I am reading the book ‘Influence’ by Robert Cialdini. In the first chapter itself he has knocked my socks off. Quoting a small passage from the first chapter. Read till the end:
“A well-known principle of human behaviour says that when we ask someone to do us a favour, we will be more successful if we provide a reason. People simply like to have reasons for what they do. Langer demonstrated this unsurprising fact by asking a small favour of people waiting in line to use a library’s copying machine: “Excuse me, I have five pages. May I use the Xerox machine, because I’m in a rush?” The effectiveness of this request-plus-reason was nearly total: 94 percent of people let her skip ahead of them in line.
Compare this success rate to the results when she made the request only: “Excuse me, I have five pages. May I use the Xerox machine?” Under those circumstances, only 60 percent complied. At first glance, it appears the crucial difference between the two request was the additional information provided by the words because I am in a rush.

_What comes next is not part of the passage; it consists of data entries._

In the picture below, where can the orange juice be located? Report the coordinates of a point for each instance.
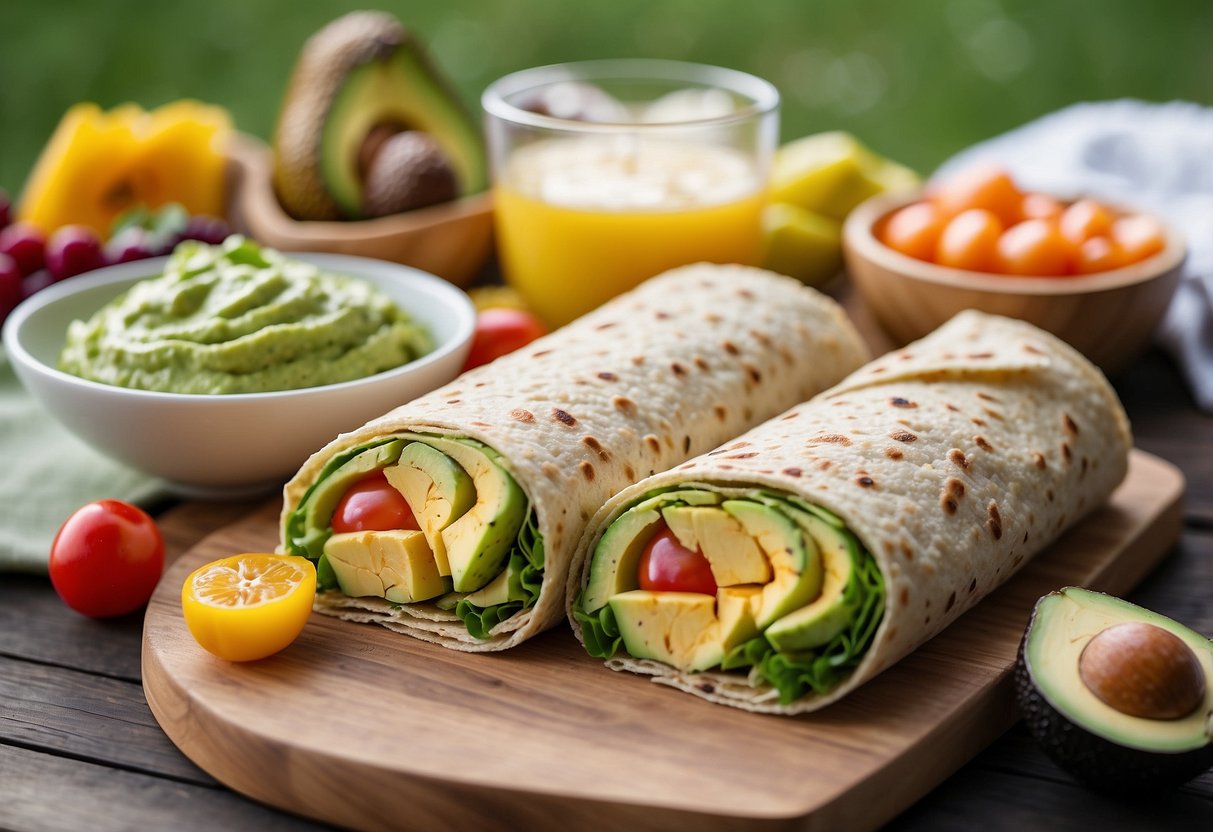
(582, 220)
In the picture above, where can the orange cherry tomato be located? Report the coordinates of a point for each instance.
(1041, 206)
(915, 231)
(1034, 248)
(1099, 254)
(985, 187)
(1138, 235)
(1085, 220)
(968, 241)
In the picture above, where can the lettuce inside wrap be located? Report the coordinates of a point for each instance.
(797, 598)
(476, 551)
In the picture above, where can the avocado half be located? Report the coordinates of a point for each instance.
(358, 80)
(1118, 696)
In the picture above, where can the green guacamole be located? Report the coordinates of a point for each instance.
(235, 318)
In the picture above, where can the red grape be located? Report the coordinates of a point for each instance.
(10, 285)
(26, 244)
(73, 250)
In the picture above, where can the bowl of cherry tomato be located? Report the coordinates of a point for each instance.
(1097, 274)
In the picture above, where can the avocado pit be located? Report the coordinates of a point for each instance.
(1143, 671)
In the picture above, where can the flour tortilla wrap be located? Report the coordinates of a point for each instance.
(651, 379)
(943, 467)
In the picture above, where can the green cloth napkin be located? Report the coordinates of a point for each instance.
(46, 473)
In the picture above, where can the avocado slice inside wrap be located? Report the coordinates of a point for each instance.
(803, 628)
(478, 552)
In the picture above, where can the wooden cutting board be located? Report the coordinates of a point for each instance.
(357, 725)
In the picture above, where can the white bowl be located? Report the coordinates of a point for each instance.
(221, 445)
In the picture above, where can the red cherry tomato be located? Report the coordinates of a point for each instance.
(107, 559)
(666, 565)
(501, 330)
(372, 505)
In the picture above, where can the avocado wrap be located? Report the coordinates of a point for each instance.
(502, 467)
(793, 563)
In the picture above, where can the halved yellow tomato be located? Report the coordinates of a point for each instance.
(250, 605)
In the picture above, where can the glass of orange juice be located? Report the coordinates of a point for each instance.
(608, 172)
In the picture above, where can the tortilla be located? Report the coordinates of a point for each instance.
(952, 461)
(647, 381)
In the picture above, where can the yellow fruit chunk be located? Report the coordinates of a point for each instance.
(249, 607)
(830, 174)
(100, 164)
(801, 244)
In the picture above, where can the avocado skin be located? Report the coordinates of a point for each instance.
(324, 64)
(1091, 759)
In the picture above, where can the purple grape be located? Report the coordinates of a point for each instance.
(10, 285)
(35, 283)
(73, 250)
(206, 229)
(129, 244)
(26, 244)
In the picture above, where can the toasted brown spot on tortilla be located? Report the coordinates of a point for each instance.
(994, 523)
(624, 403)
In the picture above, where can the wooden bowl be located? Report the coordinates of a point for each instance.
(1109, 315)
(451, 240)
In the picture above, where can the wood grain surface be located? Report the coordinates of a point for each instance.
(364, 728)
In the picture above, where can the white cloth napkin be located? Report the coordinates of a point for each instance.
(1156, 157)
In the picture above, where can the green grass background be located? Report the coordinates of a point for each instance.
(916, 79)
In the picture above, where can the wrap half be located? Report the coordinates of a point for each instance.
(501, 468)
(790, 565)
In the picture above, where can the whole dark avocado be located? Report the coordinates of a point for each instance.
(358, 81)
(1118, 696)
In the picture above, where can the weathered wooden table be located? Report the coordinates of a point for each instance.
(79, 748)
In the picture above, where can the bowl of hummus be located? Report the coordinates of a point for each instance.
(221, 369)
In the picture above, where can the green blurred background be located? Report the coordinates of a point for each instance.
(916, 79)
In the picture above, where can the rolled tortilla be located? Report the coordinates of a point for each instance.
(927, 477)
(666, 371)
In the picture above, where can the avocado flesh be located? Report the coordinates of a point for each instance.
(437, 489)
(1097, 742)
(400, 91)
(825, 617)
(808, 560)
(477, 542)
(397, 565)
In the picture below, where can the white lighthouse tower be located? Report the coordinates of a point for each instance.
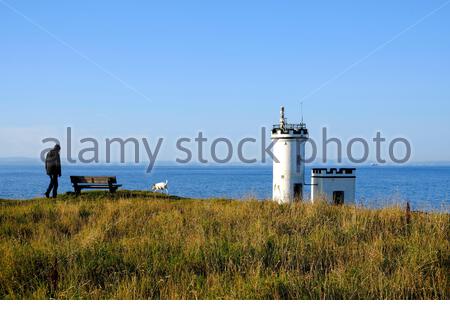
(289, 164)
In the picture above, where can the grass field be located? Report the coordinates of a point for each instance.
(139, 246)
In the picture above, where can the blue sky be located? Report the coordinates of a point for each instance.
(172, 68)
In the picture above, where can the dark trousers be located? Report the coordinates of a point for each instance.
(53, 185)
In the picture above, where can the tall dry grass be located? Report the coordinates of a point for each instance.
(135, 246)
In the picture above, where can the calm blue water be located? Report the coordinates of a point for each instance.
(426, 187)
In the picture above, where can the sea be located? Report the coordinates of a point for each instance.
(426, 187)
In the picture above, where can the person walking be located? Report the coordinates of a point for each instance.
(53, 168)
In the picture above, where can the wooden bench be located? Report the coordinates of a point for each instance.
(81, 182)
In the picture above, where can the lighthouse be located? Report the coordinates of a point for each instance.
(289, 164)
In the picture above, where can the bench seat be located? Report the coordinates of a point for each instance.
(94, 182)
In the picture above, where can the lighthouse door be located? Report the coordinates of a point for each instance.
(298, 192)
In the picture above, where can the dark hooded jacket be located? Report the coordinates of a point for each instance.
(53, 163)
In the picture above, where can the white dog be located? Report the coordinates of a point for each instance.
(162, 186)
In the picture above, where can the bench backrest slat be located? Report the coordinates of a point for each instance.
(93, 180)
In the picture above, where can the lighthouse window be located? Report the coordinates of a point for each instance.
(298, 192)
(338, 197)
(299, 164)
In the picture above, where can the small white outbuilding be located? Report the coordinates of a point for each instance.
(336, 186)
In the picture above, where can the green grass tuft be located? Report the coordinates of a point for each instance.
(140, 245)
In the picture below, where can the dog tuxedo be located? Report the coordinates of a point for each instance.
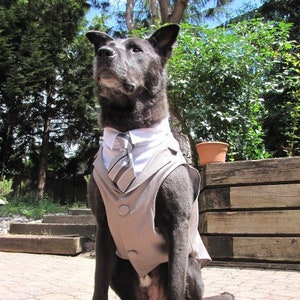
(155, 154)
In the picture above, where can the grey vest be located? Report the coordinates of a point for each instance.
(131, 214)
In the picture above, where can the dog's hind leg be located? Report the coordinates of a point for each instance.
(173, 209)
(195, 284)
(105, 247)
(126, 283)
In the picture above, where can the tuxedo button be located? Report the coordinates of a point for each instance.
(123, 210)
(132, 254)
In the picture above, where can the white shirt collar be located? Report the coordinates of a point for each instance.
(138, 136)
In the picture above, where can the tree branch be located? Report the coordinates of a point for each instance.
(129, 14)
(169, 16)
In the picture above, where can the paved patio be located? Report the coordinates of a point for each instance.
(43, 277)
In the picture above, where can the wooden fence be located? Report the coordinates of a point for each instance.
(250, 212)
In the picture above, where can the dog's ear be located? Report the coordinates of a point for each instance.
(164, 38)
(97, 38)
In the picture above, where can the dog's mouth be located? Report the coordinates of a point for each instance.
(110, 79)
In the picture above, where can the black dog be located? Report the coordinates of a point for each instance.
(159, 203)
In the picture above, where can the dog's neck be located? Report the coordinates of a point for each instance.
(141, 112)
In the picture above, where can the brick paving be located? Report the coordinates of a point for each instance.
(48, 277)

However, a third type of request showed this was not the case. It seems it was not the whole series of words but the first one, because, that made the difference. Instead of including a real reason for compliance, Langer’s third type of request used the word because and then, adding nothing new, merely restated the obvious: “Excuse me, I have five pages. May I use the Xerox machine because I have to make some copies?” The result was again nearly all (93 percent agreed), even though no real reason, no new information was added to justify their compliance.”